A Gender Rights Activist working with the tribal and marginalized communities in india, Srilekha is a PhD scholar working on understanding body and sexuality among tribal girls, to fill the gaps in research around indigenous women and their stories. Srilekha has worked extensively at the grassroots level with community based organisations, through several advocacy initiatives around Gender, Mental Health, Menstrual Hygiene and Sexual and Reproductive Health Rights (SRHR) for the indigenous in Jharkhand, over the last 6 years.

Srilekha has also contributed to sustainable livelihood projects and legal aid programs for survivors of sex trafficking. She has been conducting research based programs on maternal health, mental health, gender based violence, sex and sexuality. Her interest lies in conducting workshops for young people on life skills, feminism, gender and sexuality, trauma, resilience and interpersonal relationships.

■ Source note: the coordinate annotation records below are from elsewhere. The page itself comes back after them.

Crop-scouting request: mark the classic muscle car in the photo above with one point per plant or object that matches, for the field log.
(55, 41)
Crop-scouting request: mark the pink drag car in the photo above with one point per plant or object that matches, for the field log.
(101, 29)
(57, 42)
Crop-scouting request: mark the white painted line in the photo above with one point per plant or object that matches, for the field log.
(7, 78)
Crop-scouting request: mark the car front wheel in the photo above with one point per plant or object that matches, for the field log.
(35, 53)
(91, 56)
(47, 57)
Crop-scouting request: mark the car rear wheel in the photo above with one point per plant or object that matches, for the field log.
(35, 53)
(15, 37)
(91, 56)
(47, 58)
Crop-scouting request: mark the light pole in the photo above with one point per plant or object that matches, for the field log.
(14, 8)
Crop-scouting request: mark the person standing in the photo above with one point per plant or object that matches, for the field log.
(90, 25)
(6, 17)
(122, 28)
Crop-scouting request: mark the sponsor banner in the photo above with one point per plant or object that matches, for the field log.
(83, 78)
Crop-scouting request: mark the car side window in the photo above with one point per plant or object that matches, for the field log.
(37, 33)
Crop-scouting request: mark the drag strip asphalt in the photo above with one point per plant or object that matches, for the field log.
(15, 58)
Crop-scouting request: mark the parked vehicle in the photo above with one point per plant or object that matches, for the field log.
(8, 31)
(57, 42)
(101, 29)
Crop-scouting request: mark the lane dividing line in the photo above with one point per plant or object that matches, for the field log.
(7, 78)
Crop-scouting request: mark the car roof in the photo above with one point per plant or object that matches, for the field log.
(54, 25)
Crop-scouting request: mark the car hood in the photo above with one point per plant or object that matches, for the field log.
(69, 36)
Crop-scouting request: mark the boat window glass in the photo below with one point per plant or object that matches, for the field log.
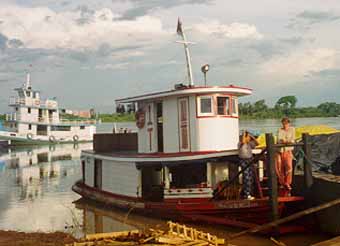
(193, 175)
(223, 105)
(205, 105)
(60, 128)
(234, 106)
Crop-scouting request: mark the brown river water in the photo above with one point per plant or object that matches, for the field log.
(35, 195)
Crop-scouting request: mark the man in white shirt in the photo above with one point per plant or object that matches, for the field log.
(284, 158)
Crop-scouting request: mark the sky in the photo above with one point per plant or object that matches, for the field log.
(88, 53)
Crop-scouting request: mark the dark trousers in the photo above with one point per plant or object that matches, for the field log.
(247, 177)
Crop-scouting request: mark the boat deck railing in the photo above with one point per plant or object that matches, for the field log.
(33, 102)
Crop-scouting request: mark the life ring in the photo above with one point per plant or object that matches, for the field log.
(140, 118)
(51, 139)
(75, 138)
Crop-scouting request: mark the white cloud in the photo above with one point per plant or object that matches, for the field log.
(41, 27)
(234, 30)
(298, 64)
(116, 66)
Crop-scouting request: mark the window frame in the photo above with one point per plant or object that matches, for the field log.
(198, 101)
(227, 112)
(232, 99)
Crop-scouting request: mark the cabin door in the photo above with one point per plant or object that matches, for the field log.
(184, 131)
(98, 173)
(159, 108)
(152, 188)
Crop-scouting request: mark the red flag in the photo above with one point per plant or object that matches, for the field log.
(179, 27)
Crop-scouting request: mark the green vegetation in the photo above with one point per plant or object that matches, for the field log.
(123, 117)
(286, 106)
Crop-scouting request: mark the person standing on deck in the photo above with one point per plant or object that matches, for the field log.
(284, 158)
(246, 145)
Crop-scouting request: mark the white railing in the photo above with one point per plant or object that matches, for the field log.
(14, 101)
(33, 102)
(11, 117)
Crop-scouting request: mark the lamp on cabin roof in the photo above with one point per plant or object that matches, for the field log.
(205, 69)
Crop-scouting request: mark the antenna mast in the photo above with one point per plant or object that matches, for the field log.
(187, 52)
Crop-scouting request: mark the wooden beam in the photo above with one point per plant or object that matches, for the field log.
(272, 178)
(307, 166)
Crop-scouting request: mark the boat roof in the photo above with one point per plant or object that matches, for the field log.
(187, 90)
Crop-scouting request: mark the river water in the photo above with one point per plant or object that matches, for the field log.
(35, 191)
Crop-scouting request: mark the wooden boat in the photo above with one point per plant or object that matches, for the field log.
(185, 148)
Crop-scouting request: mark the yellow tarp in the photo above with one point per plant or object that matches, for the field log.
(312, 130)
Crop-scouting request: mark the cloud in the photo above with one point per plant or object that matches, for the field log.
(298, 64)
(307, 18)
(141, 8)
(3, 42)
(41, 27)
(233, 31)
(117, 66)
(317, 16)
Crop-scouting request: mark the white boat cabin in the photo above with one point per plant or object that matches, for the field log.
(180, 149)
(188, 119)
(34, 119)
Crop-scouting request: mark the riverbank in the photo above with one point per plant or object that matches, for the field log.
(9, 238)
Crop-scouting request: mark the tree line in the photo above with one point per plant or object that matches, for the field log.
(286, 106)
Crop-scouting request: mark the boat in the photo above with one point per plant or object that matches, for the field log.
(184, 149)
(37, 121)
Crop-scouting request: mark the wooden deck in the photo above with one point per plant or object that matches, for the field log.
(330, 242)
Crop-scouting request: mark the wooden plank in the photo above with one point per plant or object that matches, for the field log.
(110, 235)
(330, 242)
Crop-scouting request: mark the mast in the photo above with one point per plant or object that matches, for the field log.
(186, 43)
(28, 81)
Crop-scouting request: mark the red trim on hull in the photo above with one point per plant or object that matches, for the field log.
(158, 154)
(242, 212)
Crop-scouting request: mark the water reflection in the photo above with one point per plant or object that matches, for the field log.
(35, 187)
(96, 219)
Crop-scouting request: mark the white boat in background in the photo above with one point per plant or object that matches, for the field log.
(36, 121)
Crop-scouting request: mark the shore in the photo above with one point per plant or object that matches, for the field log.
(9, 238)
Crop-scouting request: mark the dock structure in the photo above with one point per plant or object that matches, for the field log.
(176, 235)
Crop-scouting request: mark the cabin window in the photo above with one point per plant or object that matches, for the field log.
(205, 105)
(234, 107)
(223, 106)
(193, 175)
(60, 128)
(83, 170)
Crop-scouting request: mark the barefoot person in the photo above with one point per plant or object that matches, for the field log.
(284, 158)
(246, 145)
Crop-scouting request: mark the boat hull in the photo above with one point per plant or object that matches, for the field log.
(239, 213)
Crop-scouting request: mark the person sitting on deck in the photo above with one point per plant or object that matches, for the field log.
(246, 145)
(284, 157)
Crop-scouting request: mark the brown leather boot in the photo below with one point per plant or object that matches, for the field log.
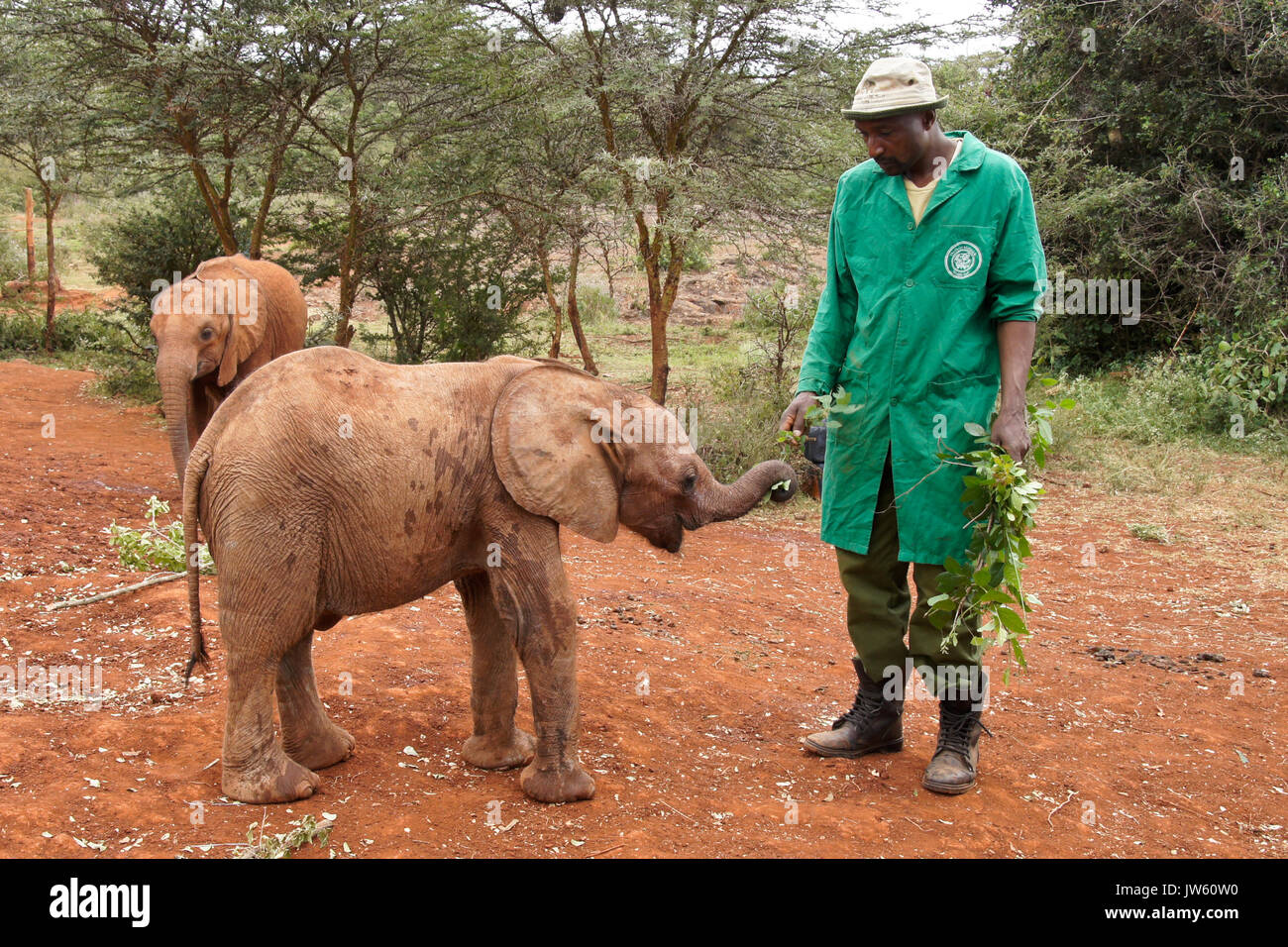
(952, 768)
(874, 724)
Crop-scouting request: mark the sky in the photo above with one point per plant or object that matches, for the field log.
(934, 12)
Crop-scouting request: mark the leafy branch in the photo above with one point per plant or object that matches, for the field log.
(155, 547)
(983, 595)
(790, 441)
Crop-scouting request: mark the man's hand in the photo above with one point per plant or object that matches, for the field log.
(794, 418)
(1012, 432)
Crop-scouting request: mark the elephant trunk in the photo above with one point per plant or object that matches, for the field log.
(729, 501)
(175, 380)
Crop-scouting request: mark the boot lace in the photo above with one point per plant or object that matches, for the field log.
(864, 706)
(954, 732)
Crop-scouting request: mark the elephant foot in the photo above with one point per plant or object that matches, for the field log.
(567, 784)
(322, 749)
(277, 780)
(490, 753)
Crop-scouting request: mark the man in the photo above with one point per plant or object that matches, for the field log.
(934, 272)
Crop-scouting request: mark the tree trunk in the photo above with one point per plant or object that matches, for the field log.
(349, 263)
(552, 299)
(51, 270)
(574, 315)
(31, 241)
(217, 206)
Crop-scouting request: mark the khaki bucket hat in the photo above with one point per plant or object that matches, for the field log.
(893, 86)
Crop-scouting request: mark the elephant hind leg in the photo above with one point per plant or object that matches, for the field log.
(308, 735)
(257, 770)
(496, 742)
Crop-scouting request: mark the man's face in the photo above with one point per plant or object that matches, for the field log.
(900, 142)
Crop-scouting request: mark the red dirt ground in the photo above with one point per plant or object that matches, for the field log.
(1153, 753)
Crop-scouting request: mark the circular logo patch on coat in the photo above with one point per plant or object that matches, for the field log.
(962, 260)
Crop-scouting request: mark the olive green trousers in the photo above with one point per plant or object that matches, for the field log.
(877, 611)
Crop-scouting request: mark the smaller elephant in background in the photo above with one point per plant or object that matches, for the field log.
(232, 316)
(334, 484)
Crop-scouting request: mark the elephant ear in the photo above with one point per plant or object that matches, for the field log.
(555, 450)
(248, 320)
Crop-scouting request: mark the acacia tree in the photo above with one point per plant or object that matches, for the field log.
(42, 131)
(217, 86)
(406, 81)
(703, 115)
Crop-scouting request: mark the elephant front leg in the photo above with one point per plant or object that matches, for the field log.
(549, 651)
(308, 735)
(496, 742)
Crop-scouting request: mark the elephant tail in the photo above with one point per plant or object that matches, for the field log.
(197, 464)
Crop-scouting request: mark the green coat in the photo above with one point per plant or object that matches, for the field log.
(907, 325)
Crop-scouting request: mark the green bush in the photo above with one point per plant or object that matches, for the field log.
(455, 290)
(13, 260)
(168, 234)
(595, 305)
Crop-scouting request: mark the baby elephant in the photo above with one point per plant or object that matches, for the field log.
(331, 484)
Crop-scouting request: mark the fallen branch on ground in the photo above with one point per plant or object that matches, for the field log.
(114, 592)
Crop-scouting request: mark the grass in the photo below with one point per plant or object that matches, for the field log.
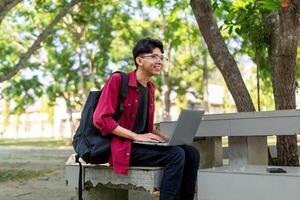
(17, 175)
(34, 142)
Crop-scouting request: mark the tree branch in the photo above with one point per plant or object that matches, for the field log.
(286, 3)
(6, 6)
(37, 43)
(221, 55)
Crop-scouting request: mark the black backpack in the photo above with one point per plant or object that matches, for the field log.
(88, 141)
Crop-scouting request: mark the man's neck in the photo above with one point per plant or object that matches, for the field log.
(142, 77)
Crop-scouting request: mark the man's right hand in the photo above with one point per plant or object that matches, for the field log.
(148, 137)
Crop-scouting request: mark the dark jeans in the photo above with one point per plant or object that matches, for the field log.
(181, 165)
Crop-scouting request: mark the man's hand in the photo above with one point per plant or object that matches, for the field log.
(148, 137)
(162, 135)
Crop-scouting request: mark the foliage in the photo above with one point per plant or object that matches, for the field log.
(246, 22)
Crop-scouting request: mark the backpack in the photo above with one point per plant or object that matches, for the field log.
(88, 141)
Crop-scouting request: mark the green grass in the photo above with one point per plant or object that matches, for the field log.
(36, 142)
(17, 175)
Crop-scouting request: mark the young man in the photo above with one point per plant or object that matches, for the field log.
(136, 123)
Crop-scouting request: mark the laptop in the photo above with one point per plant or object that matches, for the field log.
(185, 130)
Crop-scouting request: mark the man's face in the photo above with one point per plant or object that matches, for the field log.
(151, 63)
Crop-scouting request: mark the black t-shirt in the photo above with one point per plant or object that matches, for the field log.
(140, 124)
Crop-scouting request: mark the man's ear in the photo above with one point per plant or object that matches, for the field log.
(139, 61)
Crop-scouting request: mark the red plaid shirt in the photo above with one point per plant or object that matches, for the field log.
(108, 103)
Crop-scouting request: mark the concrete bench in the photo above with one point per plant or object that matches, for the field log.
(99, 181)
(247, 146)
(248, 183)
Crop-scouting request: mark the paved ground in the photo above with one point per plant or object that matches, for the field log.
(47, 187)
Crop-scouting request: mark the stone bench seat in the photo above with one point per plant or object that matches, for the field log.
(99, 181)
(248, 183)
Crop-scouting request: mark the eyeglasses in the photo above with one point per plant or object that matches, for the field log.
(156, 58)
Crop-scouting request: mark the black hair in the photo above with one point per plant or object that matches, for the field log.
(146, 45)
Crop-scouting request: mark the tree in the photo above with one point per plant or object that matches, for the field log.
(281, 36)
(7, 73)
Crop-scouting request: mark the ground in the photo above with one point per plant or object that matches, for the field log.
(47, 168)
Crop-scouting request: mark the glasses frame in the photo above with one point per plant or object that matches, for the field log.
(156, 57)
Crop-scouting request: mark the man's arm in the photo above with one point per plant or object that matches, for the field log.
(164, 136)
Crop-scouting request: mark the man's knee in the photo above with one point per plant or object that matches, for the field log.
(192, 153)
(178, 155)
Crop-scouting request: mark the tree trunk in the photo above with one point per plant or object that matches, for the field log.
(72, 128)
(221, 55)
(6, 6)
(282, 58)
(205, 83)
(166, 91)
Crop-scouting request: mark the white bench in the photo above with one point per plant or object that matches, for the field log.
(247, 146)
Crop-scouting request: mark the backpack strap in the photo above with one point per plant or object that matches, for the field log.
(122, 93)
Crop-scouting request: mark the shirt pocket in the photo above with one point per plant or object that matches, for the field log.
(124, 120)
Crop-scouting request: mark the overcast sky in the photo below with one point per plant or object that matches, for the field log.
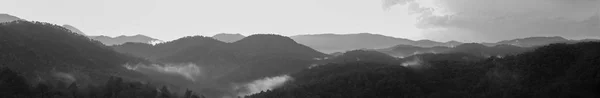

A Guwahati-based college student pursuing her Masters in Tata Institute of Social Sciences, Bidisha started the #BleedwithDignity campaign on the technology platform Change.org, demanding that the Government of Assam install
biodegradable sanitary pad vending machines in all government schools across the state. Her petition on Change.org has already gathered support from over 90000 people and continues to grow.

Bidisha was selected in Change.org’s flagship program ‘She Creates Change’ having run successful online advocacy
campaigns, which were widely recognised. Through the #BleedwithDignity campaign; she organised and celebrated World Menstrual Hygiene Day, 2019 in Guwahati, Assam by hosting a wall mural by collaborating with local organisations. The initiative was widely covered by national and local media, and the mural was later inaugurated by the event’s chief guest Commissioner of Guwahati Municipal Corporation (GMC) Debeswar Malakar, IAS.